Limits of Probability Measures with General Coefficients

TL;DR

This paper investigates the convergence of probability measures through moments using operators on Bessel generating functions, establishing a Law of Large Numbers and analyzing derivatives' limits in high-dimensional settings.

Contribution

It introduces a general framework applying operators like Dunkl to formal power series, extending convergence results for probability measures in high dimensions.

Findings

Established a Law of Large Numbers for increasing variables with scaled parameters.

Analyzed limits of derivatives of Bessel generating functions in high-dimensional regimes.

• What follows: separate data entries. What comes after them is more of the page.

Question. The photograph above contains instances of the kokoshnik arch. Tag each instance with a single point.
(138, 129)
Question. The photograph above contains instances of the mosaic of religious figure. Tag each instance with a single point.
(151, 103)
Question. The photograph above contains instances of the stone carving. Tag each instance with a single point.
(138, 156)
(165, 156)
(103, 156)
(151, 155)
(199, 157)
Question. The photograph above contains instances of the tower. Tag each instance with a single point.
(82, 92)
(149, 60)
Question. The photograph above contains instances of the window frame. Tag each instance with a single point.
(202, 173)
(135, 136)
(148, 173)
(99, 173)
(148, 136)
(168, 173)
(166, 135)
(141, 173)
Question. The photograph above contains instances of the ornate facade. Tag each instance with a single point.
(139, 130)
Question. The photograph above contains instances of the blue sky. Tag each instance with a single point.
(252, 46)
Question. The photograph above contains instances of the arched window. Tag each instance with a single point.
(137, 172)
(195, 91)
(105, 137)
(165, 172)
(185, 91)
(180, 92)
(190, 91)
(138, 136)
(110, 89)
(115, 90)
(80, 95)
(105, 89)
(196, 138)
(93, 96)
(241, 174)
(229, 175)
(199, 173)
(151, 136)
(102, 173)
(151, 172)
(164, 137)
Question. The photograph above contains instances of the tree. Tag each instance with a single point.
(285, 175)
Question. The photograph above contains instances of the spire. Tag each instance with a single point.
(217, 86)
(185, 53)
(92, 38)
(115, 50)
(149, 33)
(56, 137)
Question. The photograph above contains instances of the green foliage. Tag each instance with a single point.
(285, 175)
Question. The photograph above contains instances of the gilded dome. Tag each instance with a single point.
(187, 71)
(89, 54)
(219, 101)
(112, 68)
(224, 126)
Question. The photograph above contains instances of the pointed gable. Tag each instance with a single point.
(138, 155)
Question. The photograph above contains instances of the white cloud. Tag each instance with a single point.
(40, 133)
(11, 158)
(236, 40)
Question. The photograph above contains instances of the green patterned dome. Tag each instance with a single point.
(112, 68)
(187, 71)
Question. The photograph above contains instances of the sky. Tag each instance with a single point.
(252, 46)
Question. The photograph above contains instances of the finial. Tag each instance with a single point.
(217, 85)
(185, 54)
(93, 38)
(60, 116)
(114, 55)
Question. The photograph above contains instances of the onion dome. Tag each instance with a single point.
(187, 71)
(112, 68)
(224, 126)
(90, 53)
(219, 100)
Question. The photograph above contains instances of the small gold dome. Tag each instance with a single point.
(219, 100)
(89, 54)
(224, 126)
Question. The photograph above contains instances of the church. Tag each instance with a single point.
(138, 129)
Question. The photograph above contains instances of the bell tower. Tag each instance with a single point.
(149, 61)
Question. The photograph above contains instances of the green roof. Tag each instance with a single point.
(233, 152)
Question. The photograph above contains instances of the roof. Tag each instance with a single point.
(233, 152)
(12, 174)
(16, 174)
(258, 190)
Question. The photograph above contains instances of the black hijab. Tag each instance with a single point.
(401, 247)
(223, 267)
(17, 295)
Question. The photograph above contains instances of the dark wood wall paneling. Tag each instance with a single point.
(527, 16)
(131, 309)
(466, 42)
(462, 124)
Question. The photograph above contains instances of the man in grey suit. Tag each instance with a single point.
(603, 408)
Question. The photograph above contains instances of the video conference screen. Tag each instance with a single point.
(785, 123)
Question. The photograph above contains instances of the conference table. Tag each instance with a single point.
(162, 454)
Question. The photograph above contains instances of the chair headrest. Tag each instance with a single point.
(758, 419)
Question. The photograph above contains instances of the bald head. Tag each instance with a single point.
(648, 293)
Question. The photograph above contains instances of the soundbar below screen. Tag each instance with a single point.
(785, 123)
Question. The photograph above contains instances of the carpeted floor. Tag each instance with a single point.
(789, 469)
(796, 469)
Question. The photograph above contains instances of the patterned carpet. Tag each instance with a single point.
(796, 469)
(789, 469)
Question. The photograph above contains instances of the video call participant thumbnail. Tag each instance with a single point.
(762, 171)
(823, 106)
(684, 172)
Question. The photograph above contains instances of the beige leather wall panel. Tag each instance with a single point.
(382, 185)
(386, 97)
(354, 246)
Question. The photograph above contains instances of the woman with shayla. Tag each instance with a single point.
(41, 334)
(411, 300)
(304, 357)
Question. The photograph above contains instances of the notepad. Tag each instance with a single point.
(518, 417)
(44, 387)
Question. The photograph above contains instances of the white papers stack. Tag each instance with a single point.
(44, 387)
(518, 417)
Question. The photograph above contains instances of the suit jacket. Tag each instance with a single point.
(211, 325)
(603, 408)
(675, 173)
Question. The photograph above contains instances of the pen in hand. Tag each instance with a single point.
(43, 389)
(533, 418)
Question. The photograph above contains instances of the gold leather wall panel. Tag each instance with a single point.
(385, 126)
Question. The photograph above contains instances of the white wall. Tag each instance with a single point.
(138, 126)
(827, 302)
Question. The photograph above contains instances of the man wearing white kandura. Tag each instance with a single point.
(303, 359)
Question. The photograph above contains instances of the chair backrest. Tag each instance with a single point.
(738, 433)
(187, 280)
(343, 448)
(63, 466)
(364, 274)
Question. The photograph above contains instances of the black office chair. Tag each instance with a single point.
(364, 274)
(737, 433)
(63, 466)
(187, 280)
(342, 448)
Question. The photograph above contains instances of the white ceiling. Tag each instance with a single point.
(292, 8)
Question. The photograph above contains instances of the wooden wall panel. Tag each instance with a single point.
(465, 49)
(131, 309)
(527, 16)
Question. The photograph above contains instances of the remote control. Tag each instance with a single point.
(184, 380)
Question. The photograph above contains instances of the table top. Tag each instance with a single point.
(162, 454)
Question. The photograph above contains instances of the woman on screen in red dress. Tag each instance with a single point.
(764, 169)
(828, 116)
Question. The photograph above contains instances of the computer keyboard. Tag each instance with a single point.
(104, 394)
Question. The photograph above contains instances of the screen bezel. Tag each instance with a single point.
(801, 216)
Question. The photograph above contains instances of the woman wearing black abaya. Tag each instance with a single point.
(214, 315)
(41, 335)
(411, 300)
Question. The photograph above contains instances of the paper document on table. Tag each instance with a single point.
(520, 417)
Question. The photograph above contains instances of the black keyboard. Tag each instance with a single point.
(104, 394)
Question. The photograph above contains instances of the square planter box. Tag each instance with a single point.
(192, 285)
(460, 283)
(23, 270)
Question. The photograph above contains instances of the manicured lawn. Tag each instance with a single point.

Connected free cumulants to derivatives' limits in the context of probability measure convergence.

Abstract

We study the convergence of probability measures in terms of moments by applying operators to their Bessel generating functions. We consider a general setting of applying operators such as the Dunkl operator to formal power series that are symmetric or symmetric in all but one variable. Afterwards, we apply the results from this setting by considering Bessel generating functions as the formal power series to obtain a Law of Large Numbers as $N$, the number of variables, increases to infinity and $N^c\beta$ converges to a constant, where $c\in (-\infty, 1)$. In contrast with previous results, we consider when the scaled partial derivatives of the logarithms of the Bessel generating functions evaluated at the origin can have nonzero $N\rightarrow\infty$ limit when any number of variables is involved. Then, the free cumulant of order $k$ is a linear combination of the limits of the order $k$ partial derivatives.